Hair é uma fonte natural de carbono e nitrogênio, disse Sonar no blog de pesquisa da universidade. Para obter partículas emissoras de luz, ambos os elementos precisam estar presentes. Como o cabelo é composto de proteínas, incluindo queratina, aquecer o cabelo até temperaturas tão altas deixa carbono e nitrogênio embutidos em sua estrutura molecular depois. É isso que torna o cabelo inesperadamente ideal para esta aplicação.

Os CDs produzidos a partir de cabelos humanos no QUT não eram brilhantes o suficiente para serem usados em telas de TV, mas a Sonar disse que eles poderiam ser ideais para uso em telas flexíveis e baratas usadas em wearables e outros pequenos dispositivos inteligentes.

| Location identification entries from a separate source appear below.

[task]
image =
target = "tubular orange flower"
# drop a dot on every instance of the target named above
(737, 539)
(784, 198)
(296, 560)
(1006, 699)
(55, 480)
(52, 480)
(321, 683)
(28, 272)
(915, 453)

Sonar usou uma garrafa de leite inteligente como exemplo hipotético. A garrafa pode ter um sensor no interior para rastrear quanto tempo até o leite expirar, e um display do lado de fora para mostrar essa informação. A pequena tela externa seria feita dos CDs criados a partir de cabelos humanos. Muito legal, não é? (Isso também soa mais fácil do que conectar um dispositivo inteligente a um aplicativo no seu telefone.)

Agora que Sonar e sua equipe de pesquisadores foram capazes de fazer CDs a partir de cabelos humanos, o próximo passo é pesquisar cabelos de animais. Se funcionar, seu cão ou gatos podem ser usados para fazer a tela do seu smartwatch.